The Ascension always strikes me as an odd story, not because Jesus returned to heaven, but because of how he does it. I mean, it’s a strange image, Jesus levitating into the sky while the disciples watch. I’m not sure I have any great insight to share, but a couple of thoughts struck me when rereading the passage today…
The first is that there seems to be references to other passages coded into this story of Jesus saying goodbye to the disciples. After all, another major figure was taken up to heaven while his protege watched – Elijah was snatched away by a chariot of fire, which is perhaps significant because references to Elijah keep cropping up throughout the ministry of Jesus.
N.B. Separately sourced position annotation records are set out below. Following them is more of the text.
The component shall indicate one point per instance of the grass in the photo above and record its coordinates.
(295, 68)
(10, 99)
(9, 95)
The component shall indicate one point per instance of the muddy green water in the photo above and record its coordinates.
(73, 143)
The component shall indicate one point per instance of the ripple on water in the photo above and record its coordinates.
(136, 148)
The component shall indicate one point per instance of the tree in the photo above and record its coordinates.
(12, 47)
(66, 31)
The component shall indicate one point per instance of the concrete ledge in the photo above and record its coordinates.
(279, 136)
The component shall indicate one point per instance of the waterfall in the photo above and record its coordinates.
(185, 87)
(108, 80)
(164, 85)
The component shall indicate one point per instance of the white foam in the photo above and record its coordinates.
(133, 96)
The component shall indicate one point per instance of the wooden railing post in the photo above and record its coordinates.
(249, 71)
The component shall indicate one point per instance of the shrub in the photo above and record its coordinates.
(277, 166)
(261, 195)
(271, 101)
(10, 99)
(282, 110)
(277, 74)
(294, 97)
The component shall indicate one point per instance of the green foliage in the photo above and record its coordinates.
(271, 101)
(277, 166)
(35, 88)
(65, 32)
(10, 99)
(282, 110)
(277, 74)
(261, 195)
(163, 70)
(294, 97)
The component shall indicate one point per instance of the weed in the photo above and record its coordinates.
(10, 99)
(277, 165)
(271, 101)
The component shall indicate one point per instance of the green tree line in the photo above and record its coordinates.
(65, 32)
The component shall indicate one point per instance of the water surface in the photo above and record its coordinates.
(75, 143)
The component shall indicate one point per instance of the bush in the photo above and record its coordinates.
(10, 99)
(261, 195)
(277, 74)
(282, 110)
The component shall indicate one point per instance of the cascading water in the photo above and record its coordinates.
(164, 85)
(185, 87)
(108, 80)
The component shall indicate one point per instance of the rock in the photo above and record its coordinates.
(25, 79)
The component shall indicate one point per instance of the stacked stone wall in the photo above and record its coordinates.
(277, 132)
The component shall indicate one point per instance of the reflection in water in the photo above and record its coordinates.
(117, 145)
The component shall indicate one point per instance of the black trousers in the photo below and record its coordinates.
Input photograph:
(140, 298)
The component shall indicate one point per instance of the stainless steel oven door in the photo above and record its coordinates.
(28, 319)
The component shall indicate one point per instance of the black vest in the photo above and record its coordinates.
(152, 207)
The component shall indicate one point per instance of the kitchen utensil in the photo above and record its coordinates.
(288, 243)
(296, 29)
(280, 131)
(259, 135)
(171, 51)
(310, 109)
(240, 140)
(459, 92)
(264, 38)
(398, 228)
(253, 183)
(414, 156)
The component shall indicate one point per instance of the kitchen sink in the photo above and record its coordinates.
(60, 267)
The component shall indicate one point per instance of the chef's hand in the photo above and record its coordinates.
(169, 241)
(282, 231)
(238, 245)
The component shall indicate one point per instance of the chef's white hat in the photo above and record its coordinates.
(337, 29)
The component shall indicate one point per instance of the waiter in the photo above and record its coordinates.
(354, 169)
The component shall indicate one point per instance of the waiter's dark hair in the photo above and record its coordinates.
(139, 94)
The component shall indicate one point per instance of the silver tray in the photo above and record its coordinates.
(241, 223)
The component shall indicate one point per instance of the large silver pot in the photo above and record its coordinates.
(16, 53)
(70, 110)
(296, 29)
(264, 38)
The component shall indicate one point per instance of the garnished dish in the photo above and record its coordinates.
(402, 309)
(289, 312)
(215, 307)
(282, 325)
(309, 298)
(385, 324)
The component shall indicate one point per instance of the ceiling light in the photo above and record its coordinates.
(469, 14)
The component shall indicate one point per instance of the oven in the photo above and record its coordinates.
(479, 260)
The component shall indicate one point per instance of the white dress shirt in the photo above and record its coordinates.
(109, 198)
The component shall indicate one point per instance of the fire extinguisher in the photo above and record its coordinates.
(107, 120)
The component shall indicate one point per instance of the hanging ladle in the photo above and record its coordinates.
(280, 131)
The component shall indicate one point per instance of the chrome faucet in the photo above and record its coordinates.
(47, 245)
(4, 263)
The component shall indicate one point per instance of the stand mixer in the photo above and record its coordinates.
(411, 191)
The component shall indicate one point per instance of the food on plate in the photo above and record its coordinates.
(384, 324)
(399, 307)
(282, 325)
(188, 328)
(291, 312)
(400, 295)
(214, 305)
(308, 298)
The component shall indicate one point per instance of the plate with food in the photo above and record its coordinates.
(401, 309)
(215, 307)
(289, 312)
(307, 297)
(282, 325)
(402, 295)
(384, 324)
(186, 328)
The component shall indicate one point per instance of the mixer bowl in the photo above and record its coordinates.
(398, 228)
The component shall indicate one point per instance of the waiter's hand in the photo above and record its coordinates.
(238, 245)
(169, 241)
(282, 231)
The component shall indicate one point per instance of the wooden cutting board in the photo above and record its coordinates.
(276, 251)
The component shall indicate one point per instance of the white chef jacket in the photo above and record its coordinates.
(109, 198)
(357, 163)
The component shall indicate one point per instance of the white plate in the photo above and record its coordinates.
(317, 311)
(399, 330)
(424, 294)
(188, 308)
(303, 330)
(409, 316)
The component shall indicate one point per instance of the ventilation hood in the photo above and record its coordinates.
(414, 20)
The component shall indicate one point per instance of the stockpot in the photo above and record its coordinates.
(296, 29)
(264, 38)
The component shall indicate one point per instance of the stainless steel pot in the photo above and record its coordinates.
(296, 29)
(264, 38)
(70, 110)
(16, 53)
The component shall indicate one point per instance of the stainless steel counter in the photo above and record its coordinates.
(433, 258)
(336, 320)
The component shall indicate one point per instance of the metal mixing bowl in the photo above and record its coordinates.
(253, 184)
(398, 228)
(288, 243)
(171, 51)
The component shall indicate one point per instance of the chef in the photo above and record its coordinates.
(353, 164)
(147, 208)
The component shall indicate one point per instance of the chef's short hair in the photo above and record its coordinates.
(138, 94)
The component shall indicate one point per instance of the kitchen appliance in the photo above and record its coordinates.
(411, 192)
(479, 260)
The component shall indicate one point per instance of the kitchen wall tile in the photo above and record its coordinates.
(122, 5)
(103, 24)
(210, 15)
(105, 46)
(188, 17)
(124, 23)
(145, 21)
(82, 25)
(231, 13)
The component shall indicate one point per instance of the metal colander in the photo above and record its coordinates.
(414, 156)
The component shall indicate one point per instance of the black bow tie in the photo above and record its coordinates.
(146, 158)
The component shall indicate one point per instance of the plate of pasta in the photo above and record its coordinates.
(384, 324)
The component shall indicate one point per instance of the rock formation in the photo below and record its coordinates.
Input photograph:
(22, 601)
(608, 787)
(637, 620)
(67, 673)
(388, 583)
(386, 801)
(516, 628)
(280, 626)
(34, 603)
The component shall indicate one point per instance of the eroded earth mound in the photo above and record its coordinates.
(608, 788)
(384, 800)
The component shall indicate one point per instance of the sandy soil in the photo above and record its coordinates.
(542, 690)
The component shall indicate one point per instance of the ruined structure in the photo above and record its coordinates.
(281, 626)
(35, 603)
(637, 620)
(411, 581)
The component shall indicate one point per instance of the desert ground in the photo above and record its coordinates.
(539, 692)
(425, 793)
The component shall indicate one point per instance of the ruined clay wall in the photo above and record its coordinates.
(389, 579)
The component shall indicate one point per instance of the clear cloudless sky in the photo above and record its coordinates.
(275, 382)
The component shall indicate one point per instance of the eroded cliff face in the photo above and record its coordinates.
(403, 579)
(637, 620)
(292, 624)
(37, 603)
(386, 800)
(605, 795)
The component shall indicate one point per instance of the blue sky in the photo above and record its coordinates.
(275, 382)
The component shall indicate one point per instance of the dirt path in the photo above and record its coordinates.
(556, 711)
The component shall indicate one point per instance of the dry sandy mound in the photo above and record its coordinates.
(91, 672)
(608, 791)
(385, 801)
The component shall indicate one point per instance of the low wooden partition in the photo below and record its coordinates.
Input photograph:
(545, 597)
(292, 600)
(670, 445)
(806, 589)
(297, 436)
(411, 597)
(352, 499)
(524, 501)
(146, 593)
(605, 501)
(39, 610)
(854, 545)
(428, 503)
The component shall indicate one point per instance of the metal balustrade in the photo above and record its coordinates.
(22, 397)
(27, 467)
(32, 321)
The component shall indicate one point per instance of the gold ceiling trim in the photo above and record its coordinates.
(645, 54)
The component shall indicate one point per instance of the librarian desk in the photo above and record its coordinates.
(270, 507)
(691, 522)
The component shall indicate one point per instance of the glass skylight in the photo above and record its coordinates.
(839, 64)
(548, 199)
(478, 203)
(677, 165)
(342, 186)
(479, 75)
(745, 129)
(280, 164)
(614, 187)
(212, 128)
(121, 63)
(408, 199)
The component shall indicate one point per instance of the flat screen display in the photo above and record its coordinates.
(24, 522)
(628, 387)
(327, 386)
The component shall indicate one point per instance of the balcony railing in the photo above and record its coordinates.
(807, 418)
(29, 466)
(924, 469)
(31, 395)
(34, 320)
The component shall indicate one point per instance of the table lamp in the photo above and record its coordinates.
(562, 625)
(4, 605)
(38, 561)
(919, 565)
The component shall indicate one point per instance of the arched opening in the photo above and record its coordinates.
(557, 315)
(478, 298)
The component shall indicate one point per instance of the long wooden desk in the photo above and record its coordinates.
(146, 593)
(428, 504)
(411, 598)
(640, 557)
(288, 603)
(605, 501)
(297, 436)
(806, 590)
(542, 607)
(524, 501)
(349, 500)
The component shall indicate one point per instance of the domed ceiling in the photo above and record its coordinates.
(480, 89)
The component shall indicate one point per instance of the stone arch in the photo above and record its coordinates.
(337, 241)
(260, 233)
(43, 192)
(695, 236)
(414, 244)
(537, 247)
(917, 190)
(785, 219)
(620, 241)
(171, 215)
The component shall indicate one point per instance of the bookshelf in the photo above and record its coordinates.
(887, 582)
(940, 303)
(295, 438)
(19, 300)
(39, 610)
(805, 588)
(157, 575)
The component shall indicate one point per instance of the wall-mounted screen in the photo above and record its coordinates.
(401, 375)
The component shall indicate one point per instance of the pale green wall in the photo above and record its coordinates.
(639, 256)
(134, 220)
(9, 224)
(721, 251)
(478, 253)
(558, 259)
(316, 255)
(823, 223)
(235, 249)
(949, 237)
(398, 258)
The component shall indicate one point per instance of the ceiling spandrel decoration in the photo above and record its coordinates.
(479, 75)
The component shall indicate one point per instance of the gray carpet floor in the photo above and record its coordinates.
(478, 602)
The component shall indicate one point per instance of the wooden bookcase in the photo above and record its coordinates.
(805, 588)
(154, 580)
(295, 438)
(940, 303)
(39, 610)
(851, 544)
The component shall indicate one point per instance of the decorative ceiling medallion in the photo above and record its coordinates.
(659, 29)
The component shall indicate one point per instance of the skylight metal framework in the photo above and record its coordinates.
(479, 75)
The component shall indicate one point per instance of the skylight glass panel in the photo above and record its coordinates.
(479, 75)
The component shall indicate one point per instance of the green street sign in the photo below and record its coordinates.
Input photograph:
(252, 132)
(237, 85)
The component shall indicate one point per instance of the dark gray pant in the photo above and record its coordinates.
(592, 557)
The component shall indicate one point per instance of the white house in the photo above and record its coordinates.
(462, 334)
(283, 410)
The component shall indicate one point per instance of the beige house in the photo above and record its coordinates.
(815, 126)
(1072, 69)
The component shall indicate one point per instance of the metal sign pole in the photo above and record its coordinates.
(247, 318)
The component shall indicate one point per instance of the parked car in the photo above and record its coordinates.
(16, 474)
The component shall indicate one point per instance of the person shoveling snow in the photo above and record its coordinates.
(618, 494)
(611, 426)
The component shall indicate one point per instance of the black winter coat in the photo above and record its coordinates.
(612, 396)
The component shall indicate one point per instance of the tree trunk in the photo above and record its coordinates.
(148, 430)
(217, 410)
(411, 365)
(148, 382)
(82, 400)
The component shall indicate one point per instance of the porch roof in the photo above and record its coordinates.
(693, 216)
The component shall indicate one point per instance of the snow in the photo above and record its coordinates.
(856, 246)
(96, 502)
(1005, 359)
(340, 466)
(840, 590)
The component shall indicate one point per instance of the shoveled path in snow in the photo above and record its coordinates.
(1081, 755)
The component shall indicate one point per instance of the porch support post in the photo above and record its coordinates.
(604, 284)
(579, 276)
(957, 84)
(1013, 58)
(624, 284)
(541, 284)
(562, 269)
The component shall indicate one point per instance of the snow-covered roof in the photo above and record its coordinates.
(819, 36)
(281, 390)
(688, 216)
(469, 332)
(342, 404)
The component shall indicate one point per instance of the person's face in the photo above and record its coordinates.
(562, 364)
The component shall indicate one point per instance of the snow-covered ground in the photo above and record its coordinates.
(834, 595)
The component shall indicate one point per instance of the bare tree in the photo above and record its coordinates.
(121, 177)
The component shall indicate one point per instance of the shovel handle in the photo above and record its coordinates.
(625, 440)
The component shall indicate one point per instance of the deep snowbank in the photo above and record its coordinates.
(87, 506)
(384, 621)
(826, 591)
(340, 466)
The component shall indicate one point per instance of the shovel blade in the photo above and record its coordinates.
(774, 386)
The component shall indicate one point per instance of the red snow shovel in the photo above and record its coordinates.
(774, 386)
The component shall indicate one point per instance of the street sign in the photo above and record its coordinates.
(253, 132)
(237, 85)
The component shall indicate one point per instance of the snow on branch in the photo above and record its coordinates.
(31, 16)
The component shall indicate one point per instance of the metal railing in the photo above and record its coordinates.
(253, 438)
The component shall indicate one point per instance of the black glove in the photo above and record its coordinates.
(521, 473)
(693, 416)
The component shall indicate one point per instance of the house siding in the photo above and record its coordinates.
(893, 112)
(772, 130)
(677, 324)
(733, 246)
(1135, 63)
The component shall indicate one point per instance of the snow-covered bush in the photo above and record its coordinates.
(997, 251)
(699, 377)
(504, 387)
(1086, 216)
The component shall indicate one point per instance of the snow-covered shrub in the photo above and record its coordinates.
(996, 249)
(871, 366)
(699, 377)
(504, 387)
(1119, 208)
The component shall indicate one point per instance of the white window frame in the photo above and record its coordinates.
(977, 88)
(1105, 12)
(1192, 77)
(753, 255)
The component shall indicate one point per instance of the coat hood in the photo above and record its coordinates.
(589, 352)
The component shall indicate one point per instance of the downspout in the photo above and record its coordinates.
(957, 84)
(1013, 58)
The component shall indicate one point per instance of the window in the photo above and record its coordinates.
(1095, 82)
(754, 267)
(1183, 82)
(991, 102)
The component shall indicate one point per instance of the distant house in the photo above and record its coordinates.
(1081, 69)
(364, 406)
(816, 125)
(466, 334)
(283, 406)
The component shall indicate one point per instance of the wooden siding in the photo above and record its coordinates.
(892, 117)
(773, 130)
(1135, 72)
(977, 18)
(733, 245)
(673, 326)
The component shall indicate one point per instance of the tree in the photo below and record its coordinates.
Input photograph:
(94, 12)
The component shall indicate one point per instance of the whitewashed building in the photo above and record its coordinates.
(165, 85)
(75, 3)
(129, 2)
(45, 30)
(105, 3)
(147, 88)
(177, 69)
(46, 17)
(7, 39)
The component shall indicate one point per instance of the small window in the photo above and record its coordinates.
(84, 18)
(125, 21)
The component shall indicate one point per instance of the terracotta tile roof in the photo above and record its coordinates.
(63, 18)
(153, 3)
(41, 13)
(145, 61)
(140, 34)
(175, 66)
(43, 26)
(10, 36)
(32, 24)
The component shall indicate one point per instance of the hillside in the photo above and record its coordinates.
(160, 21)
The interesting thing is that Elijah’s being taken to heaven is as much a rite of passage for his successor, Elisha, who was primed to take over the mission. Which is pretty much the case for the disciples, who’ve been told to wait in Jerusalem for the Holy Spirit.
(It’s also notable that, while Elijah goes to heaven in a chariot of fire, Jesus goes under his own steam. He goes home himself, not waiting to be collected, which perhaps says something about relative power levels…)
And, like the disciples, a group of Elijah’s friends spend a lot of time looking for him rather than getting on with things. In that case it’s Elisha who tells them it’s futile; here it’s two men in white.
And where have two men in white cropped up before? At the empty tomb of Jesus forty days earlier, where they asked why Jesus’s followers are looking for the living amongst the dead. I like to think it’s the same guys here: “Okay, now why are you looking into the sky?!” Jesus has moved on. You’ve got to do the same.
Then there’s the cloud. Clouds symbolise God’s presence – like at the Transfiguration, or when the Ten Commandments were given to Israel. Here it’s important to note that, while Jesus has gone, God’s power is still active. That’s going to become clearer at Pentecost, but the idea is here too.
And that’s the message of Ascension Day – not so much a full stop, but a passing of the baton. From Jesus to the Holy Spirit, from Jesus to the church. It’s a reminder that God will be with us always, and even though things may change dramatically, he’s still there.